Una società definiva in adesione una contestazione di indetraibilità Iva per utilizzo di fatture soggettivamente inesistenti. Successivamente ha chiesto il rimborso dell’Ires derivante da una dichiarazione integrativa nella quale era stato dedotto il costo dell’Iva indetraibile a seguito della contestazione (definita in adesione). Avverso il silenzio dell’Ufficio la società ha proposto ricorso, accolto in primo grado. Tuttavia il giudice di seconde cure ha confermato l’operato dell’Ufficio che aveva negato il rimborso.

La società ricorreva in Cassazione lamentando in estrema sintesi l’errore del giudice di appello di escludere la deducibilità dell’Iva versata dalla società al fornitore in ragione della sua indetraibilità, in quanto correlata a operazioni accertate come soggettivamente inesistenti.

La Cassazione ha respinto il ricorso adducendo al riguardo varie argomentazioni. Innanzitutto, i giudici sembrano equiparare l’indetraibilità dell’Iva a una sanzione per l’utilizzo (consapevole) di fatture soggettivamente inesistenti, con la conseguenza che, in generale, le «sanzioni» derivanti da un comportamento illecito non sono deducibili. Sul punto va rilevato che in realtà volendo ritenere l’indetraibilità una sanzione (e in quanto tale indeducibile) si porrebbe un problema ben più importante derivante dal fatto che l’illecito in questione verrebbe sanzionato varie volte: una specifica sanzione amministrativa, la sanzione penale e, appunto, il recupero dell’Iva.

La Cassazione poi ha evidenziato che l’Iva, poiché nella specie afferente a operazioni soggettivamente inesistenti dal carattere fraudolento di cui il contribuente era consapevole, non può configurare un costo di impresa, per il principio di neutralità che caratterizza l’imposta. Secondo la pronuncia, farebbe eccezione il compimento di operazioni promiscue imponibili ed esenti, per le quali il legislatore fissa un criterio di determinazione della parte indetraibile di Iva che, rappresentando un costo collegato a operazioni che producono un ricavo, è deducibile.

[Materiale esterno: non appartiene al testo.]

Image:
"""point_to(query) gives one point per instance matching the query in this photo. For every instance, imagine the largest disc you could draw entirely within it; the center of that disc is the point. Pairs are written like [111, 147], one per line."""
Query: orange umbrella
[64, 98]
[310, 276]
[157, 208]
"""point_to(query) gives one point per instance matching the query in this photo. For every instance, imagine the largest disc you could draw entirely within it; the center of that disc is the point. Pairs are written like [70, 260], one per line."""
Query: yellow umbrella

Anche sotto questo profilo l’interpretazione della Cassazione non appare condivisibile. Innanzitutto, l’Iva da fatture soggettivamente inesistenti è detratta sulla base di principi giurisprudenziali consolidati, ma, pur effettuando i dovuti distinguo, la situazione è del tutto paragonabile in concreto, all’ordinaria indetraibilità Iva di operazioni che (per legge) non sono ammesse in detrazione, ma sono deducibili secondo il criterio di inerenza). In proposito, peraltro l’inerenza appare implicita atteso che il relativo costo, nella specie, era deducibile: si ricorda, infatti, che la norma prevede la deduzione dei costi per operazioni soggettivamente inesistenti a condizione che siano inerenti.

Infine un’ultima considerazione: la deduzione dell’Iva dal reddito di impresa porterebbe in genere un risparmio di poco più del 5% dell’Iva, a fronte di un’indetraibilità che, di norma, è del 22%. La deducibilità dell’Iva dal reddito potrebbe favorire (nell’interesse dell’erario) più adesioni. Rappresenterebbe, infatti, una sorta di “incentivo”, in quanto spesso, dell’imposta per operazioni soggettivamente inesistenti, è recuperata nei confronti di contribuenti che scoprono solo dopo indagini dell’Amministrazione, che il proprio fornitore era un evasore. È così paradossalmente percepito che l’Iva venga recuperata (solo) presso il contribuente (solvibile) dimenticandosi che l’emittente (vero evasore), l’Iva l’ha concretamente incassata dal proprio cliente.

È auspicabile un ripensamento di tale orientamento se non addirittura un intervento normativo.